Based on the consensus recommendation from 12 brokerage firms, Graco Inc's (GGG, Financial) average brokerage recommendation is currently 2.7, indicating "Hold" status. The rating scale ranges from 1 to 5, where 1 signifies Strong Buy, and 5 denotes Sell.

Based on GuruFocus estimates, the estimated GF Value for Graco Inc (GGG, Financial) in one year is $82.51, suggesting a upside of 4.48% from the current price of $78.97. GF Value is GuruFocus' estimate of the fair value that the stock should be traded at. It is calculated based on the historical multiples the stock has traded at previously, as well as past business growth and the future estimates of the business' performance. More detailed data can be found on the Graco Inc (GGG) Summary page.

Key Business Developments

Release Date: January 28, 2025

  • Fourth Quarter Sales: $549 million, a decrease of 3% from the same quarter last year.
  • Acquisitions Contribution: 3% sales growth in the quarter.
  • Net Earnings: $109 million, a decrease of 1% for the quarter.
  • Adjusted Non-GAAP Net Earnings: $110 million, a decrease of 20%.
  • Gross Margin Rate: Decreased by 200 basis points in the quarter.
  • Operating Expenses: Increased by $19 million or 15% in the quarter.
  • Operating Margin Rate: 24% compared to 30% for the same quarter last year.
  • Industrial Segment Operating Margin Rate: 33% compared to 37% for the same quarter last year.
  • Process Segment Operating Margin Rate: 29% compared to 28% for the same quarter last year.
  • Contractor Segment Operating Margin Rate: 27% compared to 29% for the same quarter last year.
  • Cash Provided by Operations: $622 million for the year, a decrease of $29 million from last year.
  • Share Repurchases: 399,000 shares for $31 million.
  • Acquisitions: $242 million.
  • Dividends: $172 million.
  • Capital Expenditures: $107 million, with $67 million related to facility expansion projects.
  • Adjusted Effective Tax Rate: 21.5% for the quarter.

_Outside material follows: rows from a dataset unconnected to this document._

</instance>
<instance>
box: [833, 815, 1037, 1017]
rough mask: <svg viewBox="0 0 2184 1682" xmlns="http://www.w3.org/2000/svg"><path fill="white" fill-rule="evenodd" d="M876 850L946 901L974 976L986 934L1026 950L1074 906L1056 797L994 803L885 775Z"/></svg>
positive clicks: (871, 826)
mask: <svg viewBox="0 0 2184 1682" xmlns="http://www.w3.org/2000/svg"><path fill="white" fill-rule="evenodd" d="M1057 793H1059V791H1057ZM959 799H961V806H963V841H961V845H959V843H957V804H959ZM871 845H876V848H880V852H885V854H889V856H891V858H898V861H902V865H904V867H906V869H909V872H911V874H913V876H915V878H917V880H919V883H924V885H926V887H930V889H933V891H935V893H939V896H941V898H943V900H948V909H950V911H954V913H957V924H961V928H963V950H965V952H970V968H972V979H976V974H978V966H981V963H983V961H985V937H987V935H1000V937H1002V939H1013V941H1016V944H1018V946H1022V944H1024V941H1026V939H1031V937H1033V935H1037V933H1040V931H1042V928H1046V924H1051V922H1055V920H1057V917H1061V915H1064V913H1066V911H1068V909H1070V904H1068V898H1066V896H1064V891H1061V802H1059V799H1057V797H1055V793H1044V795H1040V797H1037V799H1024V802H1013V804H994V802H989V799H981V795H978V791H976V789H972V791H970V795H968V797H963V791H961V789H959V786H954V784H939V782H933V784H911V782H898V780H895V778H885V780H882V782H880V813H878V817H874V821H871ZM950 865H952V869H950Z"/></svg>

For the complete transcript of the earnings call, please refer to the full earnings call transcript.

Positive Points

  • Graco Inc (GGG, Financial) reported a successful acquisition of Corob, which contributed 3% revenue growth in the fourth quarter.
  • The company has completed expansion projects for nearly all operations, which positions them well for future demand.
  • Graco Inc (GGG) has a strong cash flow, providing flexibility for future investments and operations.
  • The new global customer-centric operating structure is expected to generate annual savings of approximately $16 million.
  • Protective coatings activities showed strong growth across all regions, supported by infrastructure investments and increases in the container market.

Negative Points

  • Fourth quarter sales decreased by 3% compared to the same quarter last year, with a 6% decline excluding acquisitions.
  • Reported net earnings decreased by 1% to $109 million, with adjusted non-GAAP net earnings down 20%.
  • Gross margin rate decreased by 200 basis points due to lower sales volume and unfavorable product and channel mix.
  • Total operating expenses increased by 15% due to business reorganization costs, expenses from acquired operations, and litigation costs.
  • The industrial segment experienced a 13% revenue decline for the quarter, impacted by weakness in key markets such as China and the semiconductor business.

Disclosures

I/We may personally own shares in some of the companies mentioned above. However, those positions are not material to either the company or to my/our portfolios.